また、サーチュイン活性は代謝系に密接な遺伝子であり、レスベラトロールは、インスリンなどの代謝系にも機能性を示すと考えられています。Brasnyóら(2011年)の報告では、2型糖尿の患者に対して10mg(5mg×2回)/日で摂取させ、インスリン抵抗値の指標であるHOMA-IR値が有意に低下し、インスリン感受性の改善が認められています。
また、酸化ストレスの低減効果も認められた。レスベラトロールの摂取によって、インスリン分泌に関わるシグナル伝達系を改善したものと考えられています。
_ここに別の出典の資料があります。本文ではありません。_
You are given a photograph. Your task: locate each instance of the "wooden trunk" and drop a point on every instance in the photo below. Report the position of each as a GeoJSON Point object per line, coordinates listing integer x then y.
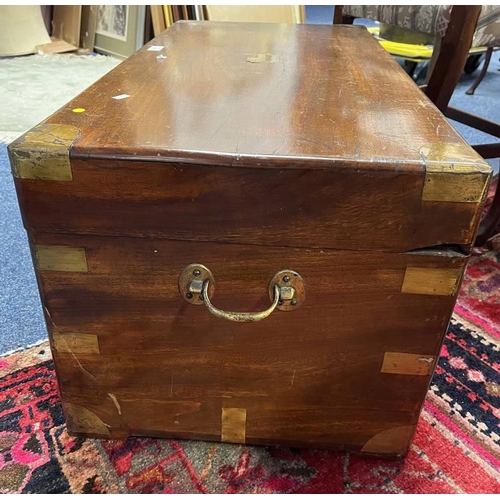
{"type": "Point", "coordinates": [250, 149]}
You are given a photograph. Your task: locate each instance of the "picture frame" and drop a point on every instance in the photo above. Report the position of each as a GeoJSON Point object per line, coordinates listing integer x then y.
{"type": "Point", "coordinates": [120, 29]}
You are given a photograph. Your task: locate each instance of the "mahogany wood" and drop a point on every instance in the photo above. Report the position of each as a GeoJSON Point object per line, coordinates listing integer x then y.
{"type": "Point", "coordinates": [250, 148]}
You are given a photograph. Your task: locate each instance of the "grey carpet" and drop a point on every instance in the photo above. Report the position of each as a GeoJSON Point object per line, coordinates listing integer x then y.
{"type": "Point", "coordinates": [21, 319]}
その他、認知機能改善や動脈硬化系疾患の予防など、様々な効果が示されています。
引用文献
Brasnyó P, Molnár GA, Mohás M, Markó L, Laczy B, Cseh J, Mikolás E, Szijártó IA, Mérei A, Halmai R, Mészáros LG, Sümegi B, Wittmann I. Resveratrol improves insulin sensitivity, reduces oxidative stress and activates the Akt pathway in type 2 diabetic patients. Br J Nutr. 2011;106(3):383-9.
研究最前線:高用量より低用量!
2012年、レスベラトロールの第一人者シンクレア教授らによって、低用量摂取では直接的なサーチュイン活性の増強が起こっても、高用量摂取では直接的にサーチュイン活性の増強が行らないという報告が行われました。そこで、摂取量の概念も大きく変化しました。レスベラトロールを高含有した素材で、高用量摂取するより、他のポリフェノールと共に、レスベラトロールを低用量で摂取する重要性も増したのです。
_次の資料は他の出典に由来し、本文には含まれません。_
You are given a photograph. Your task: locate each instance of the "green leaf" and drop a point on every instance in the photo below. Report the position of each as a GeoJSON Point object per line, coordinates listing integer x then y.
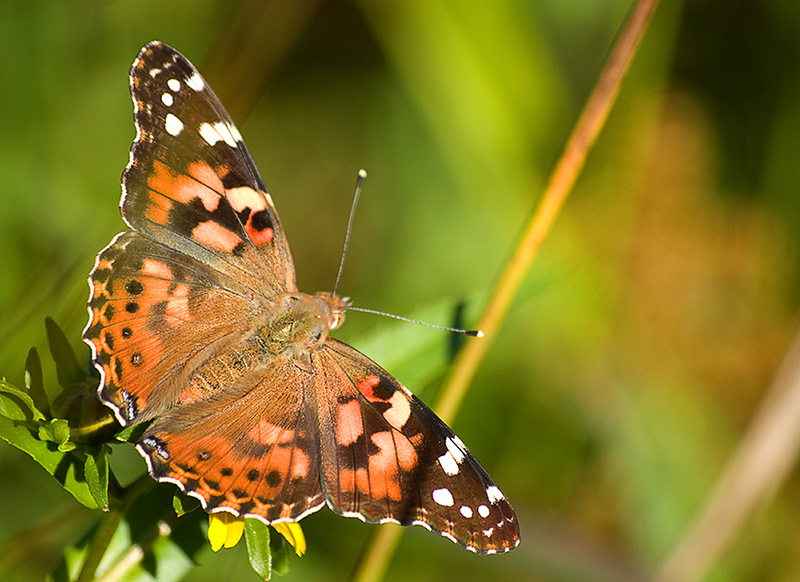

近年、レスベラトロールの摂取は、高用量で摂取するのではなく、ナチュラルな素材を用いて低用量で摂取することが主流となりつつあります。また、米国では、メチル化するなど、合成処理により吸収が高められたような素材も利用されています。現在、レスベラトロール市場は、低用量で摂取するナチュラルな素材と機能性を追求した合成処理が行われる素材へと二極化しております。
また、サーチュイン活性化素材としては、NMN(βニコチンアミドモノヌクレオチド)が注目され始め、作用メカニズムが異なる低用量のレスベラトロールと組み合わされるケースも増えてきています。